DESDE MI RINCON

Creatividad en burro

Con el semáforo en rojo al final de la vía, algo sobre el carril derecho que desde mi auto no alcanzo a ver, hace que el tráfico se haga lento, al tener que desahogarse en una sola línea una gran cantidad de vehículos.Acostumbrado ya a los pequeños “embotellamientos” que se dan en las horas pico, con premeditada paciencia sintonizo el radio en busca de alguna estación que aligere la demora.“Ser creativo consiste en ver las cosas de manera diferente” dice una voz, agregando luego las ventajas que en la vida genera la creatividad: crecimiento personal y profesional, salud mental,  romper paradigmas, etc. y afirma además que, cada día es mayor la valoración empresarial por la creatividad como rasgo laboral de los empleados.La voz continua mientras a mi mente acude la imagen flotante de unas alas que sostienen la frase: “Proyecto Ícaro”, logotipo con el que una institución andaluza ofrece en Internet un taller que trata sobre el asunto.La multicolor serpiente automotriz avanza y ahora distingo como causa del contratiempo vial, la parte trasera de uno de esos llamados  “carritos de burros”. Adelanto unos metros y sonrío al pensar en la posible confusión de los organizadores del taller, pues no fue el mitológico Ícaro quien poseía el don de la creatividad, sino Dédalo su padre, quien para escapar de Creta, le fabricó unas alas advirtiéndole  que no volara demasiado alto, porque la cera con que estaban pegadas se derretiría con el calor del sol.

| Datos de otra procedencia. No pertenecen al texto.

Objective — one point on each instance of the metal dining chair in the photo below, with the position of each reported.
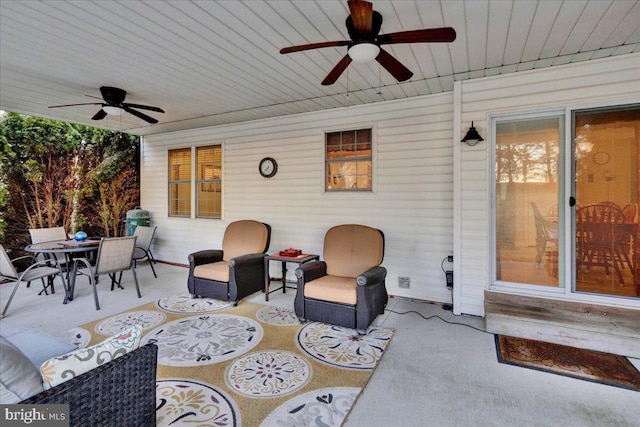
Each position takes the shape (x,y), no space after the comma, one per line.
(50,234)
(37,270)
(115,255)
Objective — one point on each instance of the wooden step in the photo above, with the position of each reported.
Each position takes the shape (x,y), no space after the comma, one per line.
(584,325)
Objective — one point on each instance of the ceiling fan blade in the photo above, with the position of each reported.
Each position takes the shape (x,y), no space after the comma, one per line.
(430,35)
(337,70)
(73,105)
(314,46)
(99,115)
(143,107)
(139,114)
(361,13)
(393,66)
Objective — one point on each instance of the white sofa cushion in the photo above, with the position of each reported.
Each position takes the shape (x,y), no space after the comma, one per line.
(62,368)
(19,378)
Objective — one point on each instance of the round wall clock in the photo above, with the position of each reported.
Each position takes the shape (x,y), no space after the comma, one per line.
(268,167)
(601,158)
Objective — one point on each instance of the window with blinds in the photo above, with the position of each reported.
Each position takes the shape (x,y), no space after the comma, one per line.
(209,182)
(348,160)
(180,182)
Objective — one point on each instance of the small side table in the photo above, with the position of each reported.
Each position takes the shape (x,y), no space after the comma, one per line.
(299,259)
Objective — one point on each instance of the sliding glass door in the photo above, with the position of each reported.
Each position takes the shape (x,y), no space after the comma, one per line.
(526,201)
(573,229)
(607,193)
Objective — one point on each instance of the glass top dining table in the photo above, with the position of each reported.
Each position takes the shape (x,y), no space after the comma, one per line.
(69,249)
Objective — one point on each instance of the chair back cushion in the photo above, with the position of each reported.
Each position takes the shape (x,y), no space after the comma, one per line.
(352,249)
(115,254)
(6,266)
(244,237)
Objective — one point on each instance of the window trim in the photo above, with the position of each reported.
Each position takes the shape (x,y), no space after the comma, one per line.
(372,159)
(170,182)
(193,181)
(200,182)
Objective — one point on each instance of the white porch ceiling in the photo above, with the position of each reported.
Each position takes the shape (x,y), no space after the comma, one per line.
(216,62)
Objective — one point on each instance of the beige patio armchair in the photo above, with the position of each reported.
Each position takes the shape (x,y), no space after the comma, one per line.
(348,287)
(37,270)
(236,270)
(114,256)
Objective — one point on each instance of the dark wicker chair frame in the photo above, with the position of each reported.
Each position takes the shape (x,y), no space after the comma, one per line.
(372,298)
(246,274)
(119,393)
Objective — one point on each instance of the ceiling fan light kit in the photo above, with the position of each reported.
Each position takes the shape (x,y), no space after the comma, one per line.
(363,25)
(113,111)
(364,52)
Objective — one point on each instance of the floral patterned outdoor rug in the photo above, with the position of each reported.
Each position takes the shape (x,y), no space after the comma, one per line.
(249,365)
(573,362)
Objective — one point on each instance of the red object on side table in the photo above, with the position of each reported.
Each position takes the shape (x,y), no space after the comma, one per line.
(290,252)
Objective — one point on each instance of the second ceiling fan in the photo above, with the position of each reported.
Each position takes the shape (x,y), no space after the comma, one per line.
(363,25)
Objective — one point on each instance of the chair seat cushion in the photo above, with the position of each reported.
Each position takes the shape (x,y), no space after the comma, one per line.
(338,289)
(218,271)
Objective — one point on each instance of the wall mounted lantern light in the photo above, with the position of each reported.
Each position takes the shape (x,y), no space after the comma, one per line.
(472,137)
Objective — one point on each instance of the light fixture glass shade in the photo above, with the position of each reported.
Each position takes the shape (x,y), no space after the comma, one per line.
(114,111)
(472,137)
(364,52)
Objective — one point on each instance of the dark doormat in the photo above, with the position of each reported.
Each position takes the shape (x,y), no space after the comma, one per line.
(572,362)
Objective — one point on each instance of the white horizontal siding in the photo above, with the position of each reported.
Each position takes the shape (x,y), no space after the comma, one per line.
(412,201)
(587,84)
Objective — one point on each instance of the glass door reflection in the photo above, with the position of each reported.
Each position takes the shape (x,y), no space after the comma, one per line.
(607,194)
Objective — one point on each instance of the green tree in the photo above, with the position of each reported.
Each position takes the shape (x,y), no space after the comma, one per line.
(60,174)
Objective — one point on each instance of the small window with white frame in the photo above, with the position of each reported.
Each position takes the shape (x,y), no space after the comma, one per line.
(209,181)
(348,157)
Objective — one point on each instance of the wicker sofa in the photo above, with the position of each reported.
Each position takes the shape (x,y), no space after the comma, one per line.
(119,393)
(112,383)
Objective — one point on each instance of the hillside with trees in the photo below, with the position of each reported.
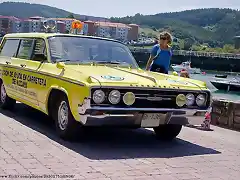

Le ganó la soberbia de volar, e Ícaro  cayó en el Mar Egeo, cerca de la isla griega llamada Icaria.No menoscaba esto el valor que tiene el taller español, ciertamente el mundo esta urgido de creatividad e innovación, solo es deseable que la práctica de dichos atributos redunde en el bienestar de la población en general y no nada más en el bolsillo de unos pocos.Atento a la distancia con el auto delantero, fugazmente alcanzo a ver como todavía conserva sus botones de control, el moderno asiento automotriz  hábilmente   instalado en el carrito de burros. Por el espejo percibo confortablemente sentado en él,  al conductor que grita: ¡buurrro!, al tiempo que azota los cuadriles de un jumento.